Lexikon

Geschichte des Internet

Am Anfang der Entwicklung des „Netzes der Netze“ stand militärisches Interesse: Der kalte Krieg war im vollen Gange als das amerikanische Verteidigungsministerium die Entwicklung eines militärischen Netzes in Auftrag gab, das Arpanet. Dieses Netz sollte auch dann noch die Kommunikation gewährleisten, wenn wichtige Teile des militärischen Netzverbundes durch gegnerische Angriffe zerstört worden wären. Es stellte sich heraus, dass die Technik sich auch für wissenschaftliche Zwecke sehr gut eignete und zudem eine kostengünstige Alternative zu vielen einzelnen Großrechnern war. Mit Hilfe der US-Regierung wurde das „NSF-Net“ geschaffen, benannt nach der „National Science Foundation“. Es verband fünf Großrechner über Standleitungen zu einem Backbone – das sind Hauptstränge oder Knotenpunkte des Internet, Großrechner, die rund um die Uhr mit Hochgeschwindigkeitsleitungen verbunden sind.

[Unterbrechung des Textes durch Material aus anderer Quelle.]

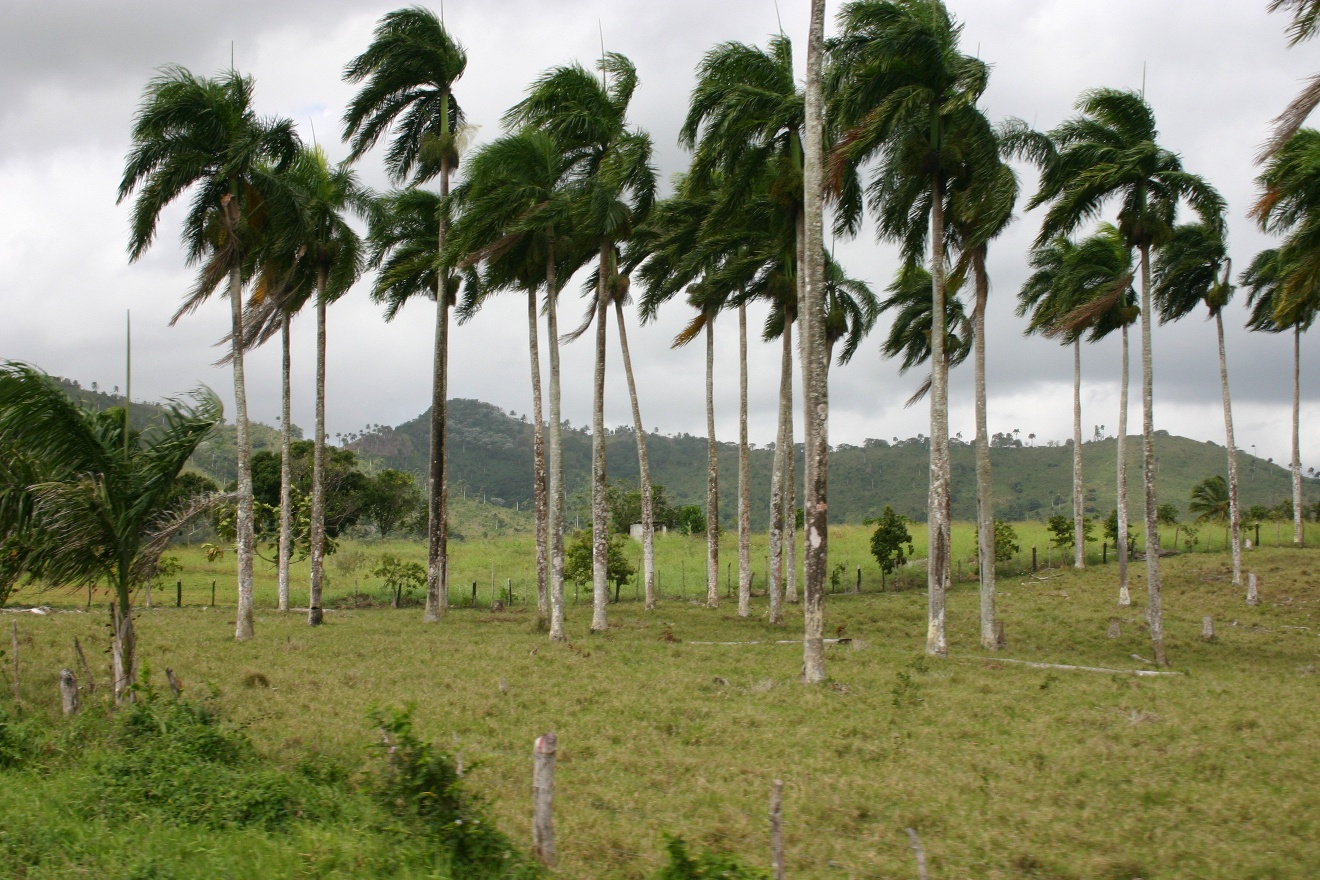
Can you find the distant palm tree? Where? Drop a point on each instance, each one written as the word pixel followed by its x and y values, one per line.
pixel 409 71
pixel 1193 268
pixel 99 500
pixel 1110 152
pixel 202 135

Bald schlossen sich immer mehr Universitäten diesem Netz an. Es ermöglichte einen nationalen Austausch von Forschungsergebnissen und wurde zur Koordination neuer Projekte genutzt. Wissenschaftler weiteten das Forschungsnetz auch auf kleinere Computer aus, die via Modem mit dem Uni-Netzwerk verbunden wurden und die man unter anderem auch zu Hause aufstellen konnte. So wurden E-Mail und Chat für Forschende, Lehrpersonal und Studenten zur Möglichkeit eines schnellen Austausches von Informationen und persönlichen Mitteilungen. Dass die Studenten begannen, eine aktive Rolle zu spielen, hatte für die Entwicklung des Internet bedeutende Folgen.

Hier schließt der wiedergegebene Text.